HoneyMonkey, short for Strider HoneyMonkey Exploit Detection System, is a Microsoft Research honeypot. The implementation uses a network of computers to crawl the World Wide Web searching for websites that use browser exploits to install malware on the HoneyMonkey computer. A snapshot of the memory, executables and registry of the honeypot computer is recorded before crawling a site. After visiting the site, the state of memory, executables, and registry is recorded and compared to the previous snapshot. The changes are analyzed to determine if the visited site installed any malware onto the client honeypot computer.[1] [2]
HoneyMonkey is based on the honeypot concept, with the difference that it actively seeks websites that try to exploit it. The term was coined by Microsoft Research in 2005. With honeymonkeys it is possible to find open security holes that are not yet publicly known but are being exploited by attackers.

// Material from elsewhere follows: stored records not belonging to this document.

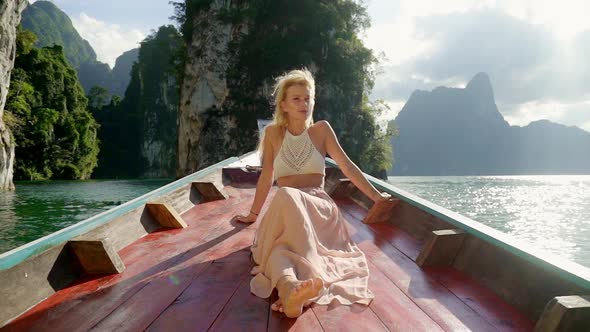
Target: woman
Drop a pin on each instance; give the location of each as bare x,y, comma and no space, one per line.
302,246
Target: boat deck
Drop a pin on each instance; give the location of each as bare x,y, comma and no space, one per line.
197,279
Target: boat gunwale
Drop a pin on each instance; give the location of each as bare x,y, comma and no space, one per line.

A single HoneyMonkey is an automated program that tries to mimic the action of a user surfing the net. A series of HoneyMonkeys are run on virtual machines running Windows XP, at various levels of patching — some are fully patched, some fully vulnerable, and others in between these two extremes. The HoneyMonkey program records every read or write of the file system and registry, thus keeping a log of what data was collected by the web-site and what software was installed by it. Once the program leaves a site, this log is analyzed to determine if any malware has been loaded. In such cases, the log of actions is sent for further manual analysis to an external controller program, which logs the exploit data and restarts the virtual machine to allow it to crawl other sites starting in a known uninfected state.

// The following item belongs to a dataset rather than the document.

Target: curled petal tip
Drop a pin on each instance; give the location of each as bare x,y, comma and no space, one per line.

Out of the 10 billion plus web pages, there are many legitimate sites that do not use exploit browser vulnerabilities, and to start crawling from most of these sites would be a waste of resources. An initial list was therefore manually created that listed sites known to use browser vulnerabilities to compromise visiting systems with malware. The HoneyMonkey system then follows links from exploit sites, as they had higher probability of leading to other exploit sites. The HoneyMonkey system also records how many links point to an exploit site thereby giving a statistical indication of how easily an exploit site is reached.
HoneyMonkey uses a black box system to detect exploits, i.e., it does not use a signature of browser exploits to detect exploits. A Monkey Program, a single instance of the HoneyMonkey project, launches Internet Explorer to visit a site. It also records all registry and file read or write operations. The monkey does not allow pop-ups, nor does it allow installation of software. Any read or write that happens out of Internet Explorer's temporary folder therefore must have used browser exploits. These are then analyzed by malware detection programs and then manually analyzed. The monkey program then restarts the virtual machine to crawl another site in a fresh state.